Both ballads were greeted with enthusiasm by an appreciative audience in the Hawks Well Theatre last night, Thursday.

Over the past half century McTell has busked on the streets and 'slept under the stars' in many major European capitals.

Brickie, Soldier

He has also a been a brickie and for a short time served in the British army.

In both he met young men from the Republic. McTell's immense respect for this country, which comes out in everything he does. It possibly began right there.

The past half decade of (half) opened doors has been immensely kind to his unmistakable voice. It is undiminished. Remarkable.

He has not rested on his laurels as the writer of one of the most famous songs in Europe this past half century.

He has just written a new song about how and why we commemorated the 100th anniversary of the Easter Rising, even tying in a famed line of Yeats.

Other songs in Sligo last night he wrote about and was inspired by people he admired.

Bob Dylan, Dylan Thomas, Luke Kelly, Rambling Jack Elliott, Woody Guthrie and ragtime pickers like the Rev Gary Davis.

Touching Tribute

His tribute to the genius of comedians Stan Laurel and Oliver Hardy was nuanced and touching.

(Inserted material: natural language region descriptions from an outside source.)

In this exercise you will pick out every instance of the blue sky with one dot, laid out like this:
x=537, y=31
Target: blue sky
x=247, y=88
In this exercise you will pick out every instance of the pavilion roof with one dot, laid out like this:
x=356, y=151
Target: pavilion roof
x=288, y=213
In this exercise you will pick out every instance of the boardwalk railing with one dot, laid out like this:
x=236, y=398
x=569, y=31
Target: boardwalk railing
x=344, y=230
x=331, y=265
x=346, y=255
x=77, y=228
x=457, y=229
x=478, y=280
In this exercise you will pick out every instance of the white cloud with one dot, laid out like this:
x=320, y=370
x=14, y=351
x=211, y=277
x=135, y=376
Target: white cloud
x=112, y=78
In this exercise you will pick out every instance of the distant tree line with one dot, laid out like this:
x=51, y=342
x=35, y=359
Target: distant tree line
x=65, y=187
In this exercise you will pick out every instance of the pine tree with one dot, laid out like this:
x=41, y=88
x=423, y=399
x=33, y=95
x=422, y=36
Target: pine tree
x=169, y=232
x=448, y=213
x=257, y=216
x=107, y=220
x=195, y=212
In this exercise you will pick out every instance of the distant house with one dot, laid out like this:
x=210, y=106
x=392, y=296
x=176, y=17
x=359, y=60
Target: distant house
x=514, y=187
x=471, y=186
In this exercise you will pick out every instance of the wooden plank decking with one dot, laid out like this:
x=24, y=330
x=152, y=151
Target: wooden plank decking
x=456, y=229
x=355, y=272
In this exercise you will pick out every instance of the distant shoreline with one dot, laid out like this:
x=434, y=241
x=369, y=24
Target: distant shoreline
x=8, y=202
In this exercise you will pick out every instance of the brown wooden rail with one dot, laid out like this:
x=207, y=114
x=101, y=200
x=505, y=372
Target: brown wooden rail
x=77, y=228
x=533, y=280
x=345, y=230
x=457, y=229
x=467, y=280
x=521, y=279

Along with bombed out sites, his childhood neighbourhood had half a dozen cinemas from which to to choose.

Sligo Statues

McTell led a round of applause in the Hawks Well for the latest winner of the Nobel Prize for Literature.

Bob Dylan now joins a select club which includes two men whose statues are on the streets of Sligo town -- Tagore and Yeats.

McTell's encore last night paid homage to how Bob Dylan inspired his own generation to be both writers and singers.

Name Check

There was a name check in those lyrics for Suze Rotolo, the woman forever frozen (in our hearts) in that cover photo of 'The Freewheelin' Bob Dylan.'

The song gave us a sense of how far back that continuous creativity stretches; the photo was 1963, when winter came like, he said, ''a fist'' with the killing of Kennedy on our TV screens.

For 90 minutes last night Ralph McTell enthralled his Sligo audience with his solo show, enhanced just by his Gibson and Martin guitars, 12 strings and six strings.

Oh, and that harmonica, of course as he weaved in and out of decades past, humanely 'signing off' all our hurts, all our hopes. It's a gift, given.